El viaje fue largo, larguísimo, y los analgésicos no habían rendido ni para
un tercio del mismo. A su llegada a marte, salieron del cohete tambaleándose bruscamente.
La dificultad para mantenerse de pie era evidente, y el radiante y anaranjado
sol que rebotaba sobre los valles de tonos terracota encandelillaba sus ojos
como un estridente sonido estremece los oídos. Divisaron a lo lejos lo que
parecía una ciudad, con calles, autos, casas, e incluso personas, o por lo
menos cosas que parecían personas. Y finalmente sucumbieron ante su humana debilidad,
desplomándose los tres sobre el cálido y árido suelo.
Despertaron dentro de una de esas casas que habían visto antes de
desvanecerse, y una cosa alta, de ojos amarillentos y tez morena se acercó
hacia ellos con una mirada dulce y sentimiento compasivo. A pesar de su miedo,
los débiles soldados no fueron capaces de levantarse, y decidieron dejarse a la
merced de aquel ser evidentemente diferente. La soldado Moore despertó primero,
y luego el Soldado Thompson, seguido por el capitán O’Brien. Estaban, en
efecto, aterrorizados, pero los cuidados marcianos parecían ser inofensivos; es
más parecían ser beneficiosos.

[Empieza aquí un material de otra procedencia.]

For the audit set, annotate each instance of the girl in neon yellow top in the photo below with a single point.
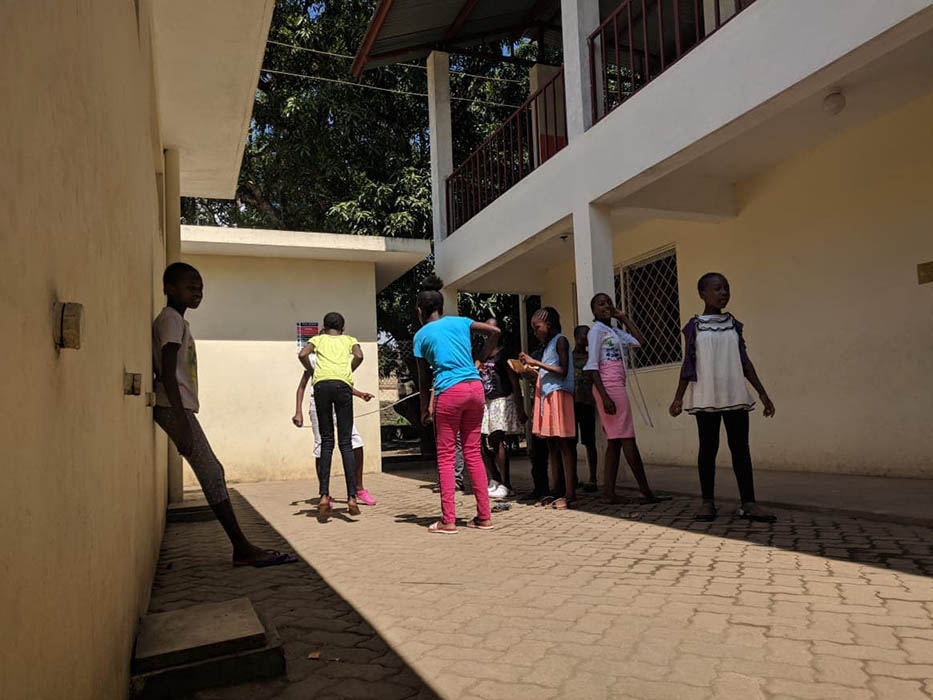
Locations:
(337, 355)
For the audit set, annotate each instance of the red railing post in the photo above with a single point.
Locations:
(661, 33)
(676, 29)
(644, 37)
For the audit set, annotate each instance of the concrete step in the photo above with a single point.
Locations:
(189, 510)
(204, 646)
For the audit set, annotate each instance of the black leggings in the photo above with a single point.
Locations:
(539, 462)
(330, 396)
(737, 435)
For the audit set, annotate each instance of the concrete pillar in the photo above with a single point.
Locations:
(592, 253)
(172, 208)
(441, 138)
(451, 302)
(527, 396)
(579, 18)
(173, 254)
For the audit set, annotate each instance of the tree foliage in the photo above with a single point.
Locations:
(334, 156)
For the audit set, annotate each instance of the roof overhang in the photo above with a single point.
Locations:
(407, 29)
(393, 257)
(207, 55)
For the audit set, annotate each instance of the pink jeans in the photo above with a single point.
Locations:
(460, 410)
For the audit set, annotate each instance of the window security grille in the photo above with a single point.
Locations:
(648, 291)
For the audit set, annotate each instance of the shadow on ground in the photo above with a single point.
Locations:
(904, 548)
(354, 660)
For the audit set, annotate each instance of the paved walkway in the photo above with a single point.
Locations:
(625, 602)
(355, 662)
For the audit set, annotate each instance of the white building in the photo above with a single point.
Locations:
(785, 143)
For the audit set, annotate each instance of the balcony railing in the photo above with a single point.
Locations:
(642, 38)
(531, 135)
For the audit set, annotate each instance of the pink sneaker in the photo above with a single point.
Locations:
(363, 497)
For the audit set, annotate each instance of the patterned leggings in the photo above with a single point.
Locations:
(203, 461)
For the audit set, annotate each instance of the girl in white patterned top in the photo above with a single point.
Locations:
(716, 367)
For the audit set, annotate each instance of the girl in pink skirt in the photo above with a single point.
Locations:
(606, 367)
(553, 414)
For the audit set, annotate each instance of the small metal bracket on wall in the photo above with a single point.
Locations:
(925, 273)
(132, 384)
(67, 324)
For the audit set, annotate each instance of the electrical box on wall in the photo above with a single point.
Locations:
(67, 324)
(925, 273)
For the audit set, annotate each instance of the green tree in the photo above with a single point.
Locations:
(325, 154)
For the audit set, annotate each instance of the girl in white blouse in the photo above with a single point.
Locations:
(712, 388)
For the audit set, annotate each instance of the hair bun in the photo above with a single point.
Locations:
(432, 283)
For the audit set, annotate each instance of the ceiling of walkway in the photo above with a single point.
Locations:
(402, 30)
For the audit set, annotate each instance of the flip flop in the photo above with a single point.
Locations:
(474, 524)
(706, 516)
(276, 558)
(658, 498)
(742, 513)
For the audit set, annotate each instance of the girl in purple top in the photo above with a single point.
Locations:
(713, 388)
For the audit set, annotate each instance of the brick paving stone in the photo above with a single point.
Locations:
(604, 601)
(355, 661)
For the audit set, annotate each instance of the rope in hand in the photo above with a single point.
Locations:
(383, 408)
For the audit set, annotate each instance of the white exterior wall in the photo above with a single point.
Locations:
(739, 78)
(84, 478)
(248, 369)
(822, 261)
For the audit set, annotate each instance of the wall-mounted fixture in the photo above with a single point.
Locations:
(925, 273)
(132, 384)
(67, 324)
(834, 103)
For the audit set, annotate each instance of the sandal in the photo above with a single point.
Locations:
(436, 529)
(324, 508)
(706, 514)
(474, 524)
(756, 518)
(275, 558)
(654, 498)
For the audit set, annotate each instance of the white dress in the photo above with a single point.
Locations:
(720, 383)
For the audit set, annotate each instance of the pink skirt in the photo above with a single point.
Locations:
(620, 424)
(553, 414)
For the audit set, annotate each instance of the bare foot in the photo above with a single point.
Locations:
(258, 557)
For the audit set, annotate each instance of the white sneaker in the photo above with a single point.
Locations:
(499, 492)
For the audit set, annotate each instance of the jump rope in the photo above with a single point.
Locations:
(641, 404)
(381, 409)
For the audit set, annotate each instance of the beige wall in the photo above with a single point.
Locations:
(83, 466)
(822, 262)
(247, 358)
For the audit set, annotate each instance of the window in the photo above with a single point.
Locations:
(647, 289)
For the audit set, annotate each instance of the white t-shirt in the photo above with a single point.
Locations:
(171, 327)
(606, 345)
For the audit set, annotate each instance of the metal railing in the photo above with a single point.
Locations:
(530, 136)
(642, 38)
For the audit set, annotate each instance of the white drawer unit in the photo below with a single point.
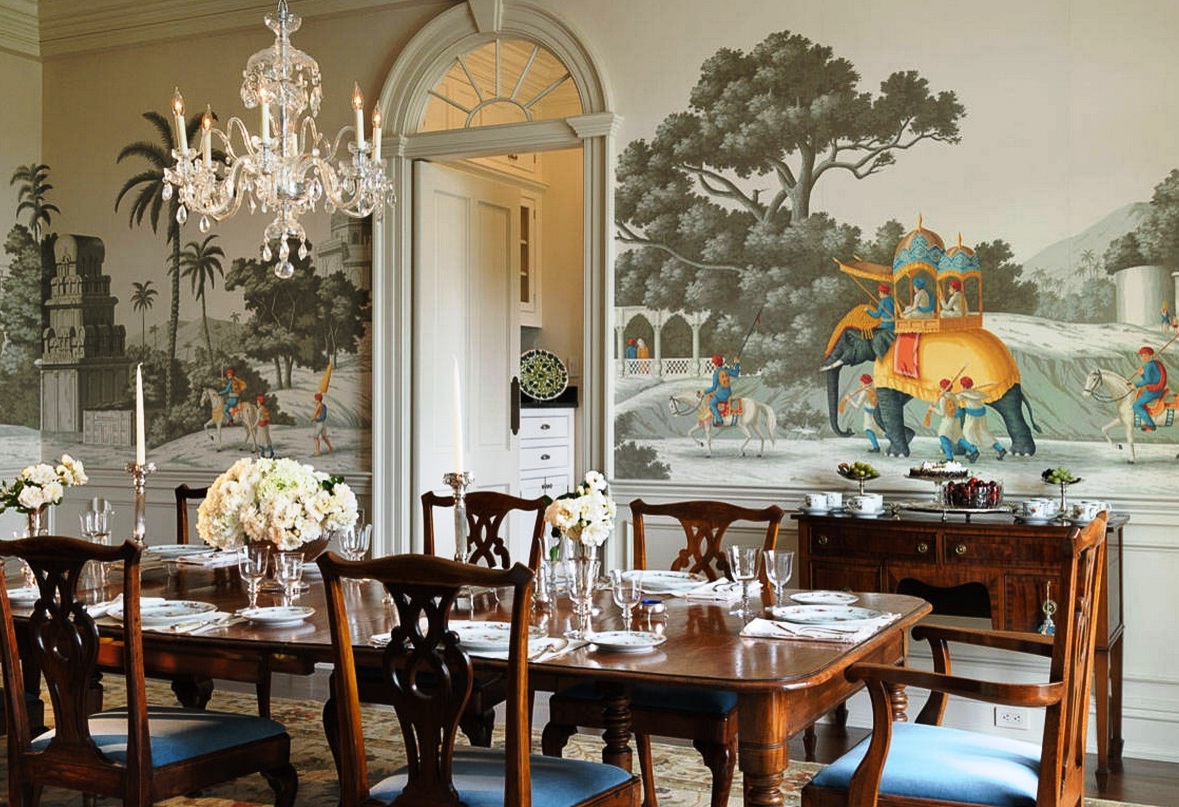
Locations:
(546, 451)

La cefalea que no había dejado descansar a los
habitantes de la tierra en meses parecía disiparse, por primera vez, de la cabeza
de los despavoridos soldados. Bajaron las escaleras hasta el hall de la casa y
fueron invitados por la anfitriona a tomar asiento en el comedor. Los soldados,
tal y como les habían enseñado, agradecieron el servicio prestado con cautela,
y la marciana que se limpiaba con un pañuelo el excesivo sudor que corría por
su frente, sonrió encantada. Se levantó de su asiento y cruzo el espacio
abierto hasta recostarse en la isla de la cocina. Abrió un cajón, sacó de él un
pequeño objeto cilíndrico color cobre. Seguido de esto escogió un vaso limpio,
y al colocarlo bajo el grifo dejó que se llenara con lo que parecía un líquido
plateado. A continuación, dejó caer dentro del vaso lleno la pequeña capsula que,
al burbujear y revolotear, tiñó la sustancia de un color rosa pálido. Bebió
todo el contenido de golpe mientras sostenía su frente con la mano en desuso, y
dejó el vaso en el lavaplatos.
A la semana de haber llegado los soldados a marte, ya no habían capsulas
color cobre en las tiendas de las ciudades de aquel planeta, mientras que, en
la tierra, la venta de analgésicos disminuía exponencialmente.